The elucidation of novel SH2 binding sites on PLD2.

Our laboratory has recently reported that the enzyme phospholipase D2 (PLD2) exists as a ternary complex with PTP1b and the growth factor receptor bound protein 2 (Grb2). Here, we establish the mechanistic underpinnings of the PLD2/Grb2 association. We have identified residues Y(169) and Y(179) in the PLD2 protein as being essential for the Grb2 interaction. We present evidence indicating that Y(169) and Y(179) are located within two consensus sites in PLD2 that mediate an SH2 interaction with Grb2. This was demonstrated with an SH2-deficient GSTGrb2 R86K mutant that failed to pull-down PLD2 in vitro. In order to elucidate the functions of the two neighboring tyrosines, we created a new class of deletion and point mutants in PLD2. Phenylalanine replacement of Y(169) (PLD2 Y169F) or Y(179) (PLD2 Y179F) reduced Grb2 binding while simultaneous mutation completely abolished it.

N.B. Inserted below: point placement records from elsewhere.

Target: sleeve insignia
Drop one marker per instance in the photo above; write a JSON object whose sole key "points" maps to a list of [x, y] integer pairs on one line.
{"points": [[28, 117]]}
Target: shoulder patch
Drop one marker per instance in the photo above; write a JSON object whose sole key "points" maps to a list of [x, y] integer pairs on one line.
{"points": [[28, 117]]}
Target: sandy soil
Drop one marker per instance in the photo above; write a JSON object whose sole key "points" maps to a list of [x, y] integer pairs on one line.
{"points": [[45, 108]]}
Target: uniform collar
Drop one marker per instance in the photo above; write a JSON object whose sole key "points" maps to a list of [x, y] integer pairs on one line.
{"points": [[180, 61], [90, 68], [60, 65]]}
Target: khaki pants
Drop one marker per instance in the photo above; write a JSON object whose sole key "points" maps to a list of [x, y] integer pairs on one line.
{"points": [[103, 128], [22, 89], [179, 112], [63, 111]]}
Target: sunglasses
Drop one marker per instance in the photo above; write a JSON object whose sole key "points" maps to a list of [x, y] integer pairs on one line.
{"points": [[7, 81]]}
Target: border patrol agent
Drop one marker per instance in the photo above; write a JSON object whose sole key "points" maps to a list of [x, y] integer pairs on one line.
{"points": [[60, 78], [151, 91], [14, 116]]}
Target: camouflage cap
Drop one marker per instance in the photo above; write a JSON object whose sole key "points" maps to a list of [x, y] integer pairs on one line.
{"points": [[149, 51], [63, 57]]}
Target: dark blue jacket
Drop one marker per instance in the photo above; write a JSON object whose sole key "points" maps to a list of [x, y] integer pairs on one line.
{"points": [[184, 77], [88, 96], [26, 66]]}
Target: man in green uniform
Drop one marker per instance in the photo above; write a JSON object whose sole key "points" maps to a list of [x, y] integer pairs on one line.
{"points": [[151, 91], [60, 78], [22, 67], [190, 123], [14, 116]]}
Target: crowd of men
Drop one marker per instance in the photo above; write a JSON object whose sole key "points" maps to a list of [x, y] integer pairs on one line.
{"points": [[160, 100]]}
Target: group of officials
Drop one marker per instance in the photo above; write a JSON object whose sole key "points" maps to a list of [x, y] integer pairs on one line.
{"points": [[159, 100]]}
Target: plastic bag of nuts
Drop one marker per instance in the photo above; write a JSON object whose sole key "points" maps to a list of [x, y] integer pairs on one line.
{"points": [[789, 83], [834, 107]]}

The role of the two binding sites on PLD2 was found to be functionally nonequivalent: Y(169) serves to modulate the activity of the enzyme, whereas Y(179) regulates total tyrosine phosphorylation of the protein. Interestingly, binding of Grb2 to PLD2 occurs irrespectively of lipase activity, since Grb2 binds to catalytically inactive PLD2 mutants. Finally, PLD2 residues Y(169) and Y(179) are necessary for the recruitment of Sos, but only overexpression of the PLD2 Y179F mutant resulted in increased Ras activity, p44/42(Erk) phosphorylation and enhanced DNA synthesis. Since Y(169) remains able to modulate enzyme activity and is capable of binding to Grb2 in the PLD2 Y179F mutant, we propose that Y(169) is kept under negative regulation by Y(179). When this is released, Y(169) mediates cellular proliferation through the Ras/MAPK pathway.